Bugün dünya jeopolitik açıdan gergin günler yaşıyor. Bir taraftan Ukrayna savaşı çerçevesinde paydaşlar doğrudan veya dolaylı olarak canlı bir savaş sahnesi içindeler. Diğer taraftan ise, iki süper güç olan ABD ve Çin arasında Soğuk Savaş dönemi benzeri bir durum yaşanıyor. Herkesin gözü önünde, BRICS oluşumu Batı’nın gücünü dağıtmak amacıyla G7 topluluğuna karşı bir yapılanma içerisinde. Ancak şu anki durum ne olursa olsun, küresel ölçekte düzenlenmiş finansal piyasalar çalışmaya devam ediyor. Devletler ve kurumlar, ekonomik krizlerin etkilerini çok iyi bildikleri için finansal piyasaların bağımsız bir şekilde devam etmesi için ellerinden geleni yapıyor. Bir duraklama veya ekonomik kriz durumunda, yerel ve küresel kurumlar hızla kararlar alıp harekete geçiyor.
Finansal piyasalar olası gerginliklere karşı küresel kapsamda korunmuş durumda. Peki yapay zekâ algoritmalarının neden olabileceği jeopolitik kaos, sosyolojik çöküntüler ve politik depresyonlara karşı şirketleri, devletleri ve elbette insanlığı kim koruyacak? Maalesef bu görevi üstlenebilecek kurumlar ne devletlerin kendi içinde ne de küresel arenada şu an mevcut değil. Dünyanın önde gelen devletleri yapay zekayı kontrol altına alma eğiliminde olsa bile bunu başarmanın garantisi yok. Yapay zekâ teknolojisi şu anda özel sektör tarafından sahiplenilmiş durumda. Halihazırda yapay zekayı kontrol eden bir avuç büyük teknoloji şirketi, aslında insanlığın geleceğini tasarlama noktasına geldi. Yapay zekanın geleceği büyük ölçüde hükümetler tarafından değil, kendi kendini düzenleme konusunda çok istekli olmayan özel şirketler ve bireysel teknoloji uzmanları tarafından belirlenecek gibi görünse de henüz geç kalınmadı.

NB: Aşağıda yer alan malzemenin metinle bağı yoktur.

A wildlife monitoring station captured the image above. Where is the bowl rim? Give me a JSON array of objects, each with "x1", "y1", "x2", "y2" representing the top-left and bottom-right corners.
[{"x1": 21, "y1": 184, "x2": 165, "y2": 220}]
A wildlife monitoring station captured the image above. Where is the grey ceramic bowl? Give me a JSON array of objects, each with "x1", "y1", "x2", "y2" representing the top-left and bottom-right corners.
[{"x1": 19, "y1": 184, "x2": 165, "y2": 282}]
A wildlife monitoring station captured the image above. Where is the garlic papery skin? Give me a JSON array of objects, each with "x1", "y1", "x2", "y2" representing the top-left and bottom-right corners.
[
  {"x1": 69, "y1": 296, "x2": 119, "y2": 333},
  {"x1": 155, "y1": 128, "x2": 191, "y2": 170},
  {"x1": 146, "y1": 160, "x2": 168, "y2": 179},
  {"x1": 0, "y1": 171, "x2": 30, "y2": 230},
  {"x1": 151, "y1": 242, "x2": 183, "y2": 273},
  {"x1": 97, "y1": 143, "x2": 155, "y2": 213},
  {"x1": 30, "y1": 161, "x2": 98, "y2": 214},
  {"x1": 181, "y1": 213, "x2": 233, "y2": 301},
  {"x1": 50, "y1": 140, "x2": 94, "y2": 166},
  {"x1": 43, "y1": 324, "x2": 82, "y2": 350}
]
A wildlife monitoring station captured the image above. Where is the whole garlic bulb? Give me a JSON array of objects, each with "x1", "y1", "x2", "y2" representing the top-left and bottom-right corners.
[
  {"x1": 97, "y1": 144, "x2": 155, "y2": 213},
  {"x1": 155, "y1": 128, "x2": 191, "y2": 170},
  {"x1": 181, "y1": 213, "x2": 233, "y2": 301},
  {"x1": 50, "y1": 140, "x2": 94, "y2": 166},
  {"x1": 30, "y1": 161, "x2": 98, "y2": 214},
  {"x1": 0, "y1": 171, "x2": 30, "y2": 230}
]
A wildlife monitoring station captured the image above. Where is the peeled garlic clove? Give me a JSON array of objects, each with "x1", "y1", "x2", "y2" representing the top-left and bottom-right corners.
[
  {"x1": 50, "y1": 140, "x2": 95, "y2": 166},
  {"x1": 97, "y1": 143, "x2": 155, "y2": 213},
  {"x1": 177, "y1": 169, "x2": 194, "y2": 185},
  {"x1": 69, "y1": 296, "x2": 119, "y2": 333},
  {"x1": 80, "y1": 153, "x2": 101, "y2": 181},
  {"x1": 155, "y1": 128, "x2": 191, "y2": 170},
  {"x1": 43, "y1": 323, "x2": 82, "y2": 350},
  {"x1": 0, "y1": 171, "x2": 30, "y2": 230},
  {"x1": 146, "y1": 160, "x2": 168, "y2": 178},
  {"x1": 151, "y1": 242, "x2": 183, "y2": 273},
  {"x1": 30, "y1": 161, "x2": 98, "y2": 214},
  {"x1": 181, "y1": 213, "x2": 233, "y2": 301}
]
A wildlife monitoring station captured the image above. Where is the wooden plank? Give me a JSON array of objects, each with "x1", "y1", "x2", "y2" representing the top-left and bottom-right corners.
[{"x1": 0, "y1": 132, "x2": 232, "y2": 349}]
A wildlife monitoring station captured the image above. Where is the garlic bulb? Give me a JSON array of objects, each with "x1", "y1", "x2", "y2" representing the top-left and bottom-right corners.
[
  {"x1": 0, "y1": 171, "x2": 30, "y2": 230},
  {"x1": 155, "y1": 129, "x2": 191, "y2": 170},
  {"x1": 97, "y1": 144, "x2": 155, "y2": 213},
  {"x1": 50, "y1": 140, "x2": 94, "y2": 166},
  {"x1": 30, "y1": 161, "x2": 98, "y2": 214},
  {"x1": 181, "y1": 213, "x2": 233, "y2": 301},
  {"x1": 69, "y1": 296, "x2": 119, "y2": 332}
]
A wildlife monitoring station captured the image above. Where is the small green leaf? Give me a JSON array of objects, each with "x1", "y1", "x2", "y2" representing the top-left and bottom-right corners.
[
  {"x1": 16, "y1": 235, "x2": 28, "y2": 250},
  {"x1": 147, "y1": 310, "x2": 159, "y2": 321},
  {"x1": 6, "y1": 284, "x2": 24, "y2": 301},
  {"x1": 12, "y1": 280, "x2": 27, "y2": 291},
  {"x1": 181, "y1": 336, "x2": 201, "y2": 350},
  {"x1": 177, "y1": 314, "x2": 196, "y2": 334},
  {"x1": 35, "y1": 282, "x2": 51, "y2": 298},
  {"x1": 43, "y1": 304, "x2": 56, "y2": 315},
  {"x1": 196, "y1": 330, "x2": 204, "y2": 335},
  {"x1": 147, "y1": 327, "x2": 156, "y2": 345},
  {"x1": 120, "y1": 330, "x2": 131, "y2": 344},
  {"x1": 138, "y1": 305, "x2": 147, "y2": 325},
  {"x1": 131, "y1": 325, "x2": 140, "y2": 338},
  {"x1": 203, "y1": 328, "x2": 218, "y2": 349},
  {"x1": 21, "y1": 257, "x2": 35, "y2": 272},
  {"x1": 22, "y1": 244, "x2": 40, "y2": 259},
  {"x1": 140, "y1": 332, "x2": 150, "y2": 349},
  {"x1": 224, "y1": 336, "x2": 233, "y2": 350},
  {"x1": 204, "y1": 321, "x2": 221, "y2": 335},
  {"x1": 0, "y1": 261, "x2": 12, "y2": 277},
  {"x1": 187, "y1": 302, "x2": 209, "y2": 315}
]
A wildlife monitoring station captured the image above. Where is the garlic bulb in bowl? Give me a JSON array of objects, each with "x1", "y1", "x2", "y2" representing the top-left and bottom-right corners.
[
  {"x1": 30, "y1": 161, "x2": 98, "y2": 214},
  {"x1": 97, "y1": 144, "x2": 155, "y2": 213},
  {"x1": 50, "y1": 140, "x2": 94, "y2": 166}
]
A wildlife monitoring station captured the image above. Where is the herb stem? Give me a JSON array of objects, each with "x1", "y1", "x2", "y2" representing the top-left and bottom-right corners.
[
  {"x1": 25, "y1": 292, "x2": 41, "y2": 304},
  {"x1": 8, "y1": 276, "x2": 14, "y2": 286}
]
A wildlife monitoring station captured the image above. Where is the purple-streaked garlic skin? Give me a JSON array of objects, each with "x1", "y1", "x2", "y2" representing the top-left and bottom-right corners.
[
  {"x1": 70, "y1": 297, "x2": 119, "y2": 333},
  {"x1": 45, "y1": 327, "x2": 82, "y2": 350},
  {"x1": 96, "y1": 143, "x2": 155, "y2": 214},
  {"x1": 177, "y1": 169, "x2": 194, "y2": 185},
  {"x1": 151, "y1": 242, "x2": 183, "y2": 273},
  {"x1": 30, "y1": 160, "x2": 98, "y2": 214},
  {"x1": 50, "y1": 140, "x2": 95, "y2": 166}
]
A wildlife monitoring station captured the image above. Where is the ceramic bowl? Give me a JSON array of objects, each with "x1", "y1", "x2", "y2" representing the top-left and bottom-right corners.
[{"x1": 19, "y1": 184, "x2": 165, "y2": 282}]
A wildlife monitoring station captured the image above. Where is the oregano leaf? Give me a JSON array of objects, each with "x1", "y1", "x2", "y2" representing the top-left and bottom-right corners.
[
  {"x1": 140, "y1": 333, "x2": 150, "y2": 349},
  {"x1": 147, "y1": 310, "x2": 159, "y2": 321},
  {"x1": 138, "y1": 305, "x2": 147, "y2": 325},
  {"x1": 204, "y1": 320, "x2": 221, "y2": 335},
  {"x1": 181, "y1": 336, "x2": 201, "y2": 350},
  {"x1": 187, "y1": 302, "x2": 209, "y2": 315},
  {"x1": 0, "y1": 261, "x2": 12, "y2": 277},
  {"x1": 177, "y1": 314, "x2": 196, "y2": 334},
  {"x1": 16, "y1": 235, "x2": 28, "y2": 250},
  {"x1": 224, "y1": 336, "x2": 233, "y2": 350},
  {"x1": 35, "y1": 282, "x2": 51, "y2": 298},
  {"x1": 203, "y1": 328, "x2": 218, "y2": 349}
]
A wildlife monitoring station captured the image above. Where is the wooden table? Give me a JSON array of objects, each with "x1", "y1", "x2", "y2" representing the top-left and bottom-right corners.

Yapay zekanın distopya haline gelmesini önlemek için, gelişimini ve kullanımını sorumlu ve etik bir şekilde yönetmek çok önemli. Öncelikle bu teknolojinin küresel istikrara ve insanlığın varlığına yönelik tehditlerini tanımlayacak ve ayrıca bunlara karşı sorumluluk taşıyacak kurumlara ihtiyaç var. Bu amaçla, devlet yönetimleri, şirketler, üniversiteler ve sivil toplum örgütleri birlikte çalışmalı ve geliştirilen teknolojileri piyasaya sürülmeden evvel denetleme yetkisine sahip olmalılar. Belirlenen kurallara aykırılık tespit edildiğinde onay vermemeliler. Uygulanacak kurallar kesinlikle yargı sistemi ile uyumlu olmalı. Düzenlemelerden sorumlu kurumlar, ulusal ve uluslararası düzeyde yapılanmalı, teknolojinin insanlığa sağladığı faydaları en üst düzeye çıkarmayı ve olumsuz etkilerini en aza indirmeyi hedeflemeli.
Yapay zekâ, insanlığın daha iyi bir yöne doğru gitmesine büyük katkı sağlayabilir. Bunun için insanlar ve makinelerin, düzenlemeler çerçevesinde birlikte çalışması gerekecek. Ancak unutulmaması gereken önemli bir konu var: Aşırı düzenleme, yeniliği öldürebilir. Diğer taraftan düzenleme eksikliği de geri döndürülemez zararlara yol açabilir. Bu dengeyi bulmak kolay olmayacak.